Lula et Bolsonaro : confrontation de deux projets pour le Brésil
La libération de l’ancien président Lula de prison, sous la présidence de Bolsonaro, a provoqué une confrontation dramatique entre deux projets pour le Brésil. Plus qu’opposés, ils sont antagonistes. Sans forcer les termes, il semble qu’il s’agisse de l’actualisation de la vision du monde des gnostiques qui lisaient l’histoire comme une lutte entre le bien et le mal, ou selon la Cité de Dieu, de Saint Augustin, entre amour et haine.

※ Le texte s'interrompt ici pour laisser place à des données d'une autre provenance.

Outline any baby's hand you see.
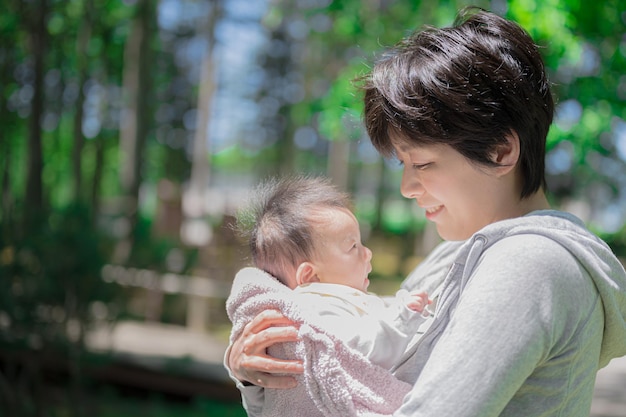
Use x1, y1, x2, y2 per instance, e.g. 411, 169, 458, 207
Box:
406, 290, 431, 314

En effet, le projet de Bolsonaro est basé sur la diffusion de la haine envers les personnes homosexuelles, les LGBTI, aux Noirs et les pauvres en général, et sur l’exaltation des dictatures au point de louer les tortionnaires notoires. Lula affirme qu’il n’y a pas de haine en lui, mais plutôt de l’amour qui l’a conduit à mettre en œuvre des politiques sociales d’inclusion de millions de personnes marginalisées, leur garantissant un minimum vital.

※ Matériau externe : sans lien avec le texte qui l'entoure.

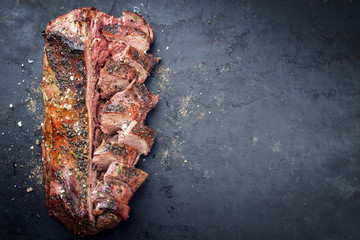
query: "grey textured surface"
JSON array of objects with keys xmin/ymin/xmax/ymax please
[{"xmin": 0, "ymin": 0, "xmax": 360, "ymax": 239}]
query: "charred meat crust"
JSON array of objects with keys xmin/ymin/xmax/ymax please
[{"xmin": 42, "ymin": 7, "xmax": 159, "ymax": 235}]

Il faut reconnaître que ce scénario projette une vision peu dialectique, partageant l’histoire entre l’ombre et la lumière, mais malheureusement c’est ainsi, même s’il rejette ce type de dualisme.
Tout cela se produit dans un contexte de montée mondiale du conservatisme dur, du fondamentalisme politique et religieux, et l’exacerbation de la logique du capital qui s’exprime dans un néolibéralisme ultra radical, qui constitue l’axe du gouvernement Bolsonaro. Observons que ce radicalisme néolibéral formulé par les écoles de Vienne et de Chicago, d’où vient Paulo Guedes, soutient qu’« il n’y a pas de droits en dehors des lois du marché, et que la pauvreté n’est pas un problème éthique mais une incompétence technique, puisque les pauvres sont des individus qui, par leur propre faute, ont perdu dans la concurrence avec les autres ». De ce présupposé théorique, il s’ensuit qu’il n’est pas nécessaire de s’occuper de politiques en faveur des pauvres. C’est un gouvernement de riches pour les riches.

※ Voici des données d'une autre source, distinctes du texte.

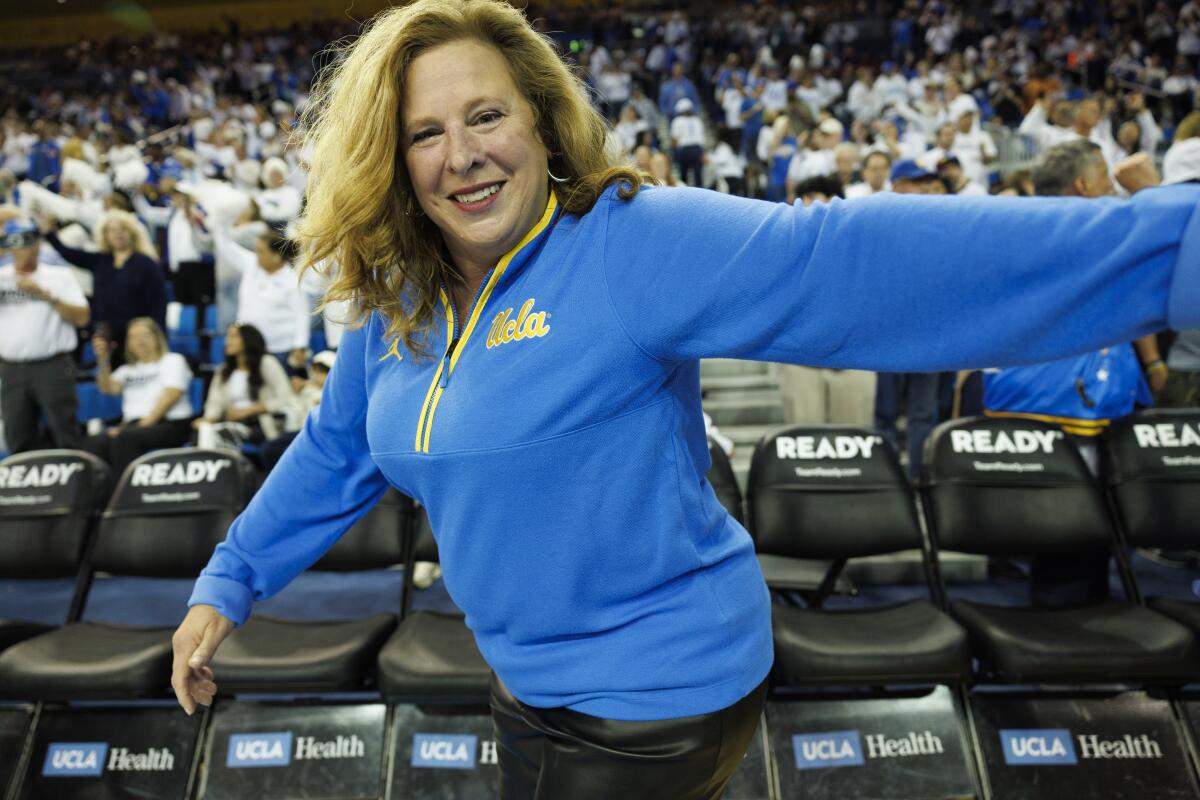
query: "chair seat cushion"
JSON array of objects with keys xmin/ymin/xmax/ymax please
[
  {"xmin": 210, "ymin": 613, "xmax": 397, "ymax": 693},
  {"xmin": 0, "ymin": 619, "xmax": 55, "ymax": 654},
  {"xmin": 950, "ymin": 599, "xmax": 1198, "ymax": 683},
  {"xmin": 1146, "ymin": 597, "xmax": 1200, "ymax": 635},
  {"xmin": 0, "ymin": 621, "xmax": 172, "ymax": 700},
  {"xmin": 377, "ymin": 610, "xmax": 491, "ymax": 703},
  {"xmin": 773, "ymin": 600, "xmax": 971, "ymax": 686}
]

Au contraire, Lula affirme la centralité de la justice sociale basée sur les grandes majorités, victimes de l’ordre capitaliste. Il propose une démocratie sociale et participative avec l’inclusion de ces majorités. Il voulait mener à bien ce projet avec la présidence d’une coalition de partis, ce que je considère comme sa grande erreur, au lieu de s’appuyer sur des mouvements sociaux, d’où il venait, comme l’a fait avec succès le président bolivien Evo Morales Ayma, récemment déposé par un coup d’État de classes, et raciste.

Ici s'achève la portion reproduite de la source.